En voyage à New York, bien curieux (mais fier), pour les usages d’édition en ligne que je me promettais d’étudier, qu’ils me ramènent à la gare Saint-Lazare et Hadrien Gardeur.... Toujours du retard dans mes e-mails, ainsi que pour les mises en ligne publie.net, mais l’équipe mobilisée dans réflexion et expériences, nouveaux formats, maquettes, solidification, usages. C’est dans ce cadre que je souhaite ici parler de FeedBooks et cette très discrète petite case qui pourrait être une révolution, cliquez sur Create your newspaper...

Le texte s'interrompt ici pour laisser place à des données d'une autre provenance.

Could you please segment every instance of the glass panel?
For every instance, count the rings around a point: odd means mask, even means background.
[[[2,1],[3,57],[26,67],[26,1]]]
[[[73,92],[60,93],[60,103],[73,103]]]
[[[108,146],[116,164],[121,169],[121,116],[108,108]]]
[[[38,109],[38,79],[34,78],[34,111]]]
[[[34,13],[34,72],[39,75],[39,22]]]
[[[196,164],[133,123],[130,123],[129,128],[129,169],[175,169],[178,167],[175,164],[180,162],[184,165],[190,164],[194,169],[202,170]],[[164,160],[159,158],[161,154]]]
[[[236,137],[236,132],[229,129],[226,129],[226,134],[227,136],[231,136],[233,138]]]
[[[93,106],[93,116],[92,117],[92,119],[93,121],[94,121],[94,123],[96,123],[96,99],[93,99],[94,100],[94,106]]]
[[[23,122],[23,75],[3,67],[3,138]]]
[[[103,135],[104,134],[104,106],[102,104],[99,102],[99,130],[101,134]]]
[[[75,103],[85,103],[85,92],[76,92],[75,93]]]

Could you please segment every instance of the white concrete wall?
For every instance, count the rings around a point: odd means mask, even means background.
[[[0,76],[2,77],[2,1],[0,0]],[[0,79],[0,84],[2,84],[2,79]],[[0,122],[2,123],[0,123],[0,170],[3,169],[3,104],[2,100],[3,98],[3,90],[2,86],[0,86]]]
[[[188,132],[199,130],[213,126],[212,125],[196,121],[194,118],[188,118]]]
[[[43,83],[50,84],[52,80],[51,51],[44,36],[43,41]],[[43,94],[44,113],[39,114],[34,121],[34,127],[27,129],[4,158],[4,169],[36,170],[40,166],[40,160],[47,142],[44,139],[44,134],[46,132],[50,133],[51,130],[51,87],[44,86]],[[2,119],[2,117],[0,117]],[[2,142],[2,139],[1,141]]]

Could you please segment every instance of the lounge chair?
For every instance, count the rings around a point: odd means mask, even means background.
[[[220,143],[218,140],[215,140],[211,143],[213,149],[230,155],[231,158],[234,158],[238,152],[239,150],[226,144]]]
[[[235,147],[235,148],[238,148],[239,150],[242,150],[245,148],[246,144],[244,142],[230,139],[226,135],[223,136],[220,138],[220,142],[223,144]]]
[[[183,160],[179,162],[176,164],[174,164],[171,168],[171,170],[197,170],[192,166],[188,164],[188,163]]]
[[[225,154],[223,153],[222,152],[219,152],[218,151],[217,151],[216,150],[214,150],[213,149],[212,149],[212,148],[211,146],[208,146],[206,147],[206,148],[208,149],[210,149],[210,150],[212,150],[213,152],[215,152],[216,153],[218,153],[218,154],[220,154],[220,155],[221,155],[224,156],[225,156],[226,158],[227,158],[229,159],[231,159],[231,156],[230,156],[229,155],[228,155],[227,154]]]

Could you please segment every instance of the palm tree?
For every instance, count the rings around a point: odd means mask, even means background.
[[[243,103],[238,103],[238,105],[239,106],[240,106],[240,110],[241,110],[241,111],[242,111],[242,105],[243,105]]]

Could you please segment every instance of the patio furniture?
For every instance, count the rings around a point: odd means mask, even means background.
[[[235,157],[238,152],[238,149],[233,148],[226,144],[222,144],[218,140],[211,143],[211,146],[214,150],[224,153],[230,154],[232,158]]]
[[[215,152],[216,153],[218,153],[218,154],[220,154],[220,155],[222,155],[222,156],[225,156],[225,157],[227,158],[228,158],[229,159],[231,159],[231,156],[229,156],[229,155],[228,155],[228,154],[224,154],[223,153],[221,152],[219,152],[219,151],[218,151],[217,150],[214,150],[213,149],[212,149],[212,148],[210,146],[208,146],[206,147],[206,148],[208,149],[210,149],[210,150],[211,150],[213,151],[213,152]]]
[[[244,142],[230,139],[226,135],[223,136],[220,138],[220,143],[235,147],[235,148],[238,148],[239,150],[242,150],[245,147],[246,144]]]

Reprenons les données du problème :

- nos usages de lecture changent en profondeur : liés à nos écrans plusieurs heures par jour pour motif professionnel, mais aussi culturel et privé, le rapport à la machine devient un lieu d’exercice social. On s’y informe, on y échange, l’ordinateur a hérité de l’ancien rôle de la correspondance postale et tout aussi bien de la rencontre au café. Le rôle traditionnel de la lecture, mise en réflexion de la représentation du monde et du rapport au monde, fabrique des fictions et récits qui nous permettent de se l’approprier, a déjà – qu’on s’en félicite ou qu’on le déplore – migré vers le Net, et c’est encore plus flagrant pour les étudiants et ceux pour qui l’ordinateur tient une place centrale dans les pratiques professionnelles.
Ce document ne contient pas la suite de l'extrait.